THE memories of the Age of Gold,
The age of innocence and glee,
Of primal peace and purity,
Whereof whilom the poets told,
Wellnigh within our hearts are cold:
No more of its return dream we
Nor that Life ever young might be
Can we conceive, that now is old.
Yet, at threescore, a purer page
Of life we reach, a stiller shore,
Where Passion's storms no longer rage
And peace, at last, we have once more:
If not the Golden, at threescore
We have, at least, the Silver Age.

2

To tell again the tale of things long told,
To tread in thought the over-travelled ways,
To shrink with shame to think in bygone days
How oft night's treasure in the dawn-light cold
To nought hath shrivelled, even as elfin gold,
Life's sombre fairy-tale with sad amaze
To overread by hope's declining rays,
These are the occupations of the old.
Yet that there is in eld which doth console
For all that life must leave and lose with youth,
The end of hopeless hoping, the surcease
Of strife and stress, the clearer air of truth,
That floods the heart, the sunset in the soul,
That on life's passing sheds its light of peace.

110

3

In my hot youth, no flowers beneath our skies
Of daily life and use would serve my turn,
No bluebells nodding in the golden fern,
No violets purple as my lady's eyes,
No roses ruddy as her lips: the prize
For which I longed by earthly mead or burn
Was not to seek, but in the fields etern
It flow'red, the asphodel of Paradise.
But, now that youth is past and age draws on
And the hot blood grows cool for Time's relent,
No more I sigh for blossoms in no land
That ever blew on which the sunlight shone,
But make my shift with that I have in hand,
The flow'rage of the plant of Sad Content.

4

Oft do men say, when age hath given them pause,
Lapsed life still willing Time to them restore,
“Had age youth's ableness, youth age's lore!”
Of all the idle Will-begotten saws
Surely the idlest!

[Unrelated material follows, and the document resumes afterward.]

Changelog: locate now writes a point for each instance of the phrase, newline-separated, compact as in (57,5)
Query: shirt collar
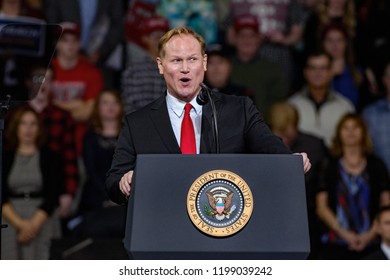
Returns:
(386,250)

By the eternal laws,
Fools, were life given you to live once more,
That would you do which you have done before,
For that the effect ensueth still the cause.
Youth is to eld and unto youth is age
As Spring to Winter and to Winter Spring.
Wrote not the Winter pause upon the page,
The world were burned away with blossoming.
So after Life comes Death, its seeding-stage,
The darkling half of its unending ring.

111

5

In my young days I loved the winter-cold:
The laggard mornings and the languid rays
Of the pale sun, well nigh too weak the haze
To pierce, were dearer to me than the bold
Upmounting dawns of June and the fierce gold
That overflooded all the August ways:
To me the long, still nights, the darkling days
A tale of dreamful peace and mystery told.
But now, youth gone, I languish for the sun,
Like my old hound, that loves at length to lie
And bask and feel the blesséd fluid heat
Through all his age-chilled veins and arteries run,
Ere yet the harbingers of death drawn nigh
To the faint heart creep up from the cold feet.
 

Cf. Loti: “La féerie noire de ma vie.”